Как-то один из моих собеседников, старый охотник, предложил мне
отведать "волчьего коктейля", если уж я такой энтузиаст волковедения. Я
ответил, что выпивка как таковая меня не прельщает, но меня интересует
все, что относится к волкам, поэтому я, как ученый, просто обязан
попробовать, что это такое. Тогда старик привел меня в единственный в
Чкерчилле пивной бар (который в обычных условиях я обходил бы стороной) и
налил стаканчик.
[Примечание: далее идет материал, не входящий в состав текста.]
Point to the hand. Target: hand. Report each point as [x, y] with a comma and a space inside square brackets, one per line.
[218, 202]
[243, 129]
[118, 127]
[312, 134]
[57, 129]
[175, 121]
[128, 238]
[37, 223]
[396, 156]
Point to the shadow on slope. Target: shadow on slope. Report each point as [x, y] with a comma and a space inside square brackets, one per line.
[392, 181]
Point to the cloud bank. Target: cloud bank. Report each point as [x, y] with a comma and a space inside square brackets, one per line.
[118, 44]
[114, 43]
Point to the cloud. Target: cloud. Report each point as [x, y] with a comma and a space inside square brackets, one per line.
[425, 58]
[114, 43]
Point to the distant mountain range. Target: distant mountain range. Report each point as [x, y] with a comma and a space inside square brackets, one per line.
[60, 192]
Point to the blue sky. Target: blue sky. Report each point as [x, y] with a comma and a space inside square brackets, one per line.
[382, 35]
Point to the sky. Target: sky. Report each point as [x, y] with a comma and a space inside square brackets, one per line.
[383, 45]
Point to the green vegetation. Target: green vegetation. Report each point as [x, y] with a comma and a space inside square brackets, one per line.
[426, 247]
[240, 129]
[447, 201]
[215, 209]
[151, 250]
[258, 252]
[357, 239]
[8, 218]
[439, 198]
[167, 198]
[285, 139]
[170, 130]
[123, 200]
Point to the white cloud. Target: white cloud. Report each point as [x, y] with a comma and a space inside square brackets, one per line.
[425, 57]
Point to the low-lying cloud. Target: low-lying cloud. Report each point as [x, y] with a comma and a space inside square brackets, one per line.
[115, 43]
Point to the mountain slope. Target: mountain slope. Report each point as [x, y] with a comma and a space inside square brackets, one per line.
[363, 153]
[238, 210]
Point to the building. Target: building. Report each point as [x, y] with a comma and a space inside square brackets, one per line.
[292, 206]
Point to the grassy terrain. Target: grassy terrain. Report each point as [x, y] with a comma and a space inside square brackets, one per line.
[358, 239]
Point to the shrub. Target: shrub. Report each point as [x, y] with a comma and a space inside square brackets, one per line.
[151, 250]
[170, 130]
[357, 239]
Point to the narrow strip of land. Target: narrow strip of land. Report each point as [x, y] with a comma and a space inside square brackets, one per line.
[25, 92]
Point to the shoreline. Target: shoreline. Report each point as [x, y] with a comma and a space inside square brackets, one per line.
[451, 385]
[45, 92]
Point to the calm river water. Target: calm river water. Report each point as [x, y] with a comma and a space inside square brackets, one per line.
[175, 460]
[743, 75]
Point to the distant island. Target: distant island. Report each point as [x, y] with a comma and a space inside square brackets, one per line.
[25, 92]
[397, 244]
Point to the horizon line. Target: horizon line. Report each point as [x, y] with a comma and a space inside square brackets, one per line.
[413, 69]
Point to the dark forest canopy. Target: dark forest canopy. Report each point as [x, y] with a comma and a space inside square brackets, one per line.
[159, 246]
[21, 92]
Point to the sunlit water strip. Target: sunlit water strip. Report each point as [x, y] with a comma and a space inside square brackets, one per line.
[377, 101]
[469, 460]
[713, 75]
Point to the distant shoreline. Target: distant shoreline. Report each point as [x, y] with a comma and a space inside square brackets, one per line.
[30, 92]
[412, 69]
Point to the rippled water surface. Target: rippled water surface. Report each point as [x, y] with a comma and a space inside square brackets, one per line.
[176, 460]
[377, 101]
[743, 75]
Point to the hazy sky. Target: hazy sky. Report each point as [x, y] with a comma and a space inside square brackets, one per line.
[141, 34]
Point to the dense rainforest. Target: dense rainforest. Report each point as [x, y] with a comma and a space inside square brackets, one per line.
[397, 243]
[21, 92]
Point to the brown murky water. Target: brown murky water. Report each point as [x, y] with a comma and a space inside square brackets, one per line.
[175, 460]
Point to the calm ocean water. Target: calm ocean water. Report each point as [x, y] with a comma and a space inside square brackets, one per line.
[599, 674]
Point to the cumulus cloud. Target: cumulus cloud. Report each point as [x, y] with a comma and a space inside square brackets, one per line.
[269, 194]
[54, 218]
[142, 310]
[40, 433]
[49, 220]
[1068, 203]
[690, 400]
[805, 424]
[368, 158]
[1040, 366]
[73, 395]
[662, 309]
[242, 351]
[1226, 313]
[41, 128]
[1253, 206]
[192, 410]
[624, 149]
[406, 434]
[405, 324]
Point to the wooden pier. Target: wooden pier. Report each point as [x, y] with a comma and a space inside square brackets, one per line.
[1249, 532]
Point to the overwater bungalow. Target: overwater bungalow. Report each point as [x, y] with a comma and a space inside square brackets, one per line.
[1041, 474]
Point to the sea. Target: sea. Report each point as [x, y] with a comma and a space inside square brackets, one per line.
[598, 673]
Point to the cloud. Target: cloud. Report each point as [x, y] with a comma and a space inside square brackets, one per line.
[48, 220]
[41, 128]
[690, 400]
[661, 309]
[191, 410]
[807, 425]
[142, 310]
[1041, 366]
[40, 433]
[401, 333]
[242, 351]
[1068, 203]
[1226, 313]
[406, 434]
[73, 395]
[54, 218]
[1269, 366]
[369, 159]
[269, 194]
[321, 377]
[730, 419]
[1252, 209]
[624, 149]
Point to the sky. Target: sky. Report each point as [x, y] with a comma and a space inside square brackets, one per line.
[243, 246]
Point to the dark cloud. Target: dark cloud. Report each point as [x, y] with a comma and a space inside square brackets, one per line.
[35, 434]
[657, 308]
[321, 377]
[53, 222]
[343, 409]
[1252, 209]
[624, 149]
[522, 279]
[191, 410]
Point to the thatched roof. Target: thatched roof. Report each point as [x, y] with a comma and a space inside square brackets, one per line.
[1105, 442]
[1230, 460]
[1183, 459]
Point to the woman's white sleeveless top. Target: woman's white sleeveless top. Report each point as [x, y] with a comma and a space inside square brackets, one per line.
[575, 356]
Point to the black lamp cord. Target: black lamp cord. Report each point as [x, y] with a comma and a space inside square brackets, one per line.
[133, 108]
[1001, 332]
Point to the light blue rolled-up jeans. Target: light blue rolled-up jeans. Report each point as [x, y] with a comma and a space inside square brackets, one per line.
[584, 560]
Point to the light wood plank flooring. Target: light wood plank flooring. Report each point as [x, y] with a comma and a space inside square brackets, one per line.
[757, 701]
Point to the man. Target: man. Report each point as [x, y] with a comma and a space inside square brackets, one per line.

Напиток оказался адской смесью из бурды, известной в
здешних местах по названием пива "Лось", и антифриза, добытого у солдат с
авиационнной базы.
Тотчас после крещения "волчьим коктейлем" я отправил простым письмом
свой первый отчет о работе, который (к счастью для моей дальнейшей службы
в министерстве) оказался совершенно не поддающимся расшифровке. Никто в
Оттаве не смог в нем разобраться, поэтому отчет был признан верхом научной
мысли. Я уверен, что это бредовое сочинение и посейчас хранится в архиве
министерства и к нему обращаются правительственные специалисты, когда
появляется необходимость проконсультироваться у эрудированного эксперта по
волкам. Кстати, всего месяц назад я встретил одного биолога, которому
довелось видеть отчет; по его уверениям, многие крупные ученые до сих пор
считают, что это - последнее слово науки о Canis lupus.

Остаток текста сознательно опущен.